Замечание было резонным. Я отвечал:
— Если и это утро, и эта встреча — лишь сон, каждый из нас вправе думать, что именно он спит и грезит. Мы, быть может, очнемся, а быть может, нет. Но я знаю одно — мы должны принимать этот сон за реальность, как принимает вселенную и то, что живем, смотрим и дышим.
— А вдруг сон затянется? — выговорил он с тревогой.
Чтобы успокоить и его и себя, я ответил с некоторым апломбом:
— Ну и что? Мой сон тянется вот уже семьдесят лет. В конечном итоге, если припомнить, нет человека, который не свиделся бы с самим собой.
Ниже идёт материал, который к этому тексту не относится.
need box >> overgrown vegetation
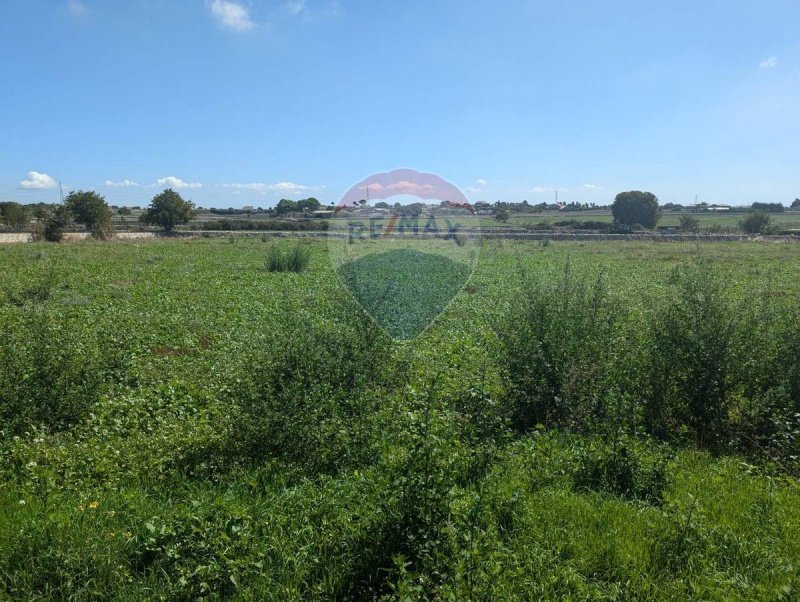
[0,238,798,599]
[264,242,312,273]
[740,210,772,234]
Это и происходит с нами сейчас, разве что нас здесь двое. Может быть, хочешь узнать кое-что из моего прошлого, которое для тебя станет будущим?
Он молча кивнул. И я стал говорить обо всем, что приходило мне в голову:
— Мать жива и здорова, хлопочет в своем доме близ улиц Чаркас и Майлу в Буэнос-Айрес; отец умер лет тридцать назад, от сердца. Но прежде его разбил паралич: отнялась вся левая половина, и левая рука лежала на правой:, как рука малыша на руке великана. От умер, торопя смерть, но без единого стона. Бабушка наша скончалась в этом же доме. За несколько дней до конца она призвала всех нас и сказала: «Я очень старая женщина, которая очень медленно умирает. И не надо суеты и хлопот: это совсем обычное дело». Нора, твоя сестра, вышла замуж, имеет двух сыновей. Кстати, как они там все поживают?
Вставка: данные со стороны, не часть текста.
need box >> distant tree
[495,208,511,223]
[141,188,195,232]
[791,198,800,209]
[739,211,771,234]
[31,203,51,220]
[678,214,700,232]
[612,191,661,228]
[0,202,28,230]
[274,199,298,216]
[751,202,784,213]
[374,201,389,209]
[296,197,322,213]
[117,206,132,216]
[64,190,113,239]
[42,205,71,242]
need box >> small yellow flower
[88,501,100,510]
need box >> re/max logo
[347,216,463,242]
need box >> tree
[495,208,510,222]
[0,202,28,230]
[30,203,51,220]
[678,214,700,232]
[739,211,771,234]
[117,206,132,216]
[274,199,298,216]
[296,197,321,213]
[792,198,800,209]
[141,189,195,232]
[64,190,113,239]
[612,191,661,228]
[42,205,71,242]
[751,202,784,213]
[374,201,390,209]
— Прекрасно. Отец, по обычаю, издевается над религией. Вчера вечером он сказал, что Иисус, подобно нашим гаучо, не любил попадать впросак и поэтому предпочитал выражаться иносказательно.
Поколебавшись, спросил меня:
— А вам как живется?
— Не знаю количества книг, которые ты напишешь, знаю только, что их слишком много. Будешь писать стихи — они доставят тебе неразделенную радость — и фантастические рассказы. Станешь преподавать, как твой отец и многие из нашего рода.